Threads see different memory states than you'd expect. The CPU reorders instructions, caches lag, compilers optimize aggressively. The memory model — Java's JMM, C++'s memory_order, Go's happens-before — defines what guarantees you actually get. Misunderstanding this produces the worst class of concurrency bugs.
Why memory looks weird across threads
Modern CPUs have per-core caches. Stores get buffered, may not be visible to other cores for nanoseconds. Compilers reorder reads and writes for optimization. Without explicit synchronization, two threads have no agreed-on view of memory.
Happens-before — the formal contract
If event A happens-before event B, B sees A's effects. Sources of happens-before: program order in one thread, monitor lock-unlock pairs, volatile read-after-write, thread-start, thread-join. Outside these, no guarantees.
Visibility — the practical concern
A non-volatile field written by thread 1 may never be visible to thread 2. The CPU's cache might just never propagate. volatile (Java) / memory_order_release/acquire (C++) / channel send-receive (Go) create the needed happens-before.

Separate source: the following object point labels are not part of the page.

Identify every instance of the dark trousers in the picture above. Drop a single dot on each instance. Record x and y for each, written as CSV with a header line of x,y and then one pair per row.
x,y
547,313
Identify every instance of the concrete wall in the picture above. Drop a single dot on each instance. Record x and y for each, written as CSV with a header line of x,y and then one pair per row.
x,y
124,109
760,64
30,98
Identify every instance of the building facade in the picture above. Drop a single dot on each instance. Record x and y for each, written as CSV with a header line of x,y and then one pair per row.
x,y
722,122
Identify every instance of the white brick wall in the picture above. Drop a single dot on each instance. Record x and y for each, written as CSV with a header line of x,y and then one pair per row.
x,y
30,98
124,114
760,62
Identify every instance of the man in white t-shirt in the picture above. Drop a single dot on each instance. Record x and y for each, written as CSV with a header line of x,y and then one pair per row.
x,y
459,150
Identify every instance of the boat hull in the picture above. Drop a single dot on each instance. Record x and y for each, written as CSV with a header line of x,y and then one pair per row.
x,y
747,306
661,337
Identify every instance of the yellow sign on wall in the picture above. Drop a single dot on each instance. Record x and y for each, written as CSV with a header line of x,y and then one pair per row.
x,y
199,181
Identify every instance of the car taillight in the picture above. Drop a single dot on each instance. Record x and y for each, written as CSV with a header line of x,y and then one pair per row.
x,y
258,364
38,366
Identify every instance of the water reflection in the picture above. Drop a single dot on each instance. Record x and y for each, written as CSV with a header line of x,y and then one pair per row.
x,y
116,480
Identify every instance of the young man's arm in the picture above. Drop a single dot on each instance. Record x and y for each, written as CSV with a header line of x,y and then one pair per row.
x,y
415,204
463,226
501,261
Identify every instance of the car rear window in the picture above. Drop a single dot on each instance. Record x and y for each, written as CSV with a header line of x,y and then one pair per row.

Reordering — the surprising one
CPU and compiler can reorder reads and writes within a thread, as long as single-threaded behavior is preserved. Other threads may see the writes in a different order. Acquire-release semantics (in Java/C++) prevent reordering across the barrier.
Practical rules
Use higher-level primitives (channels, mutexes, atomics) where possible. Reading volatile/atomic is cheaper than locking — use for single-variable hot paths. Don't roll your own lock-free code; the memory model traps will get you.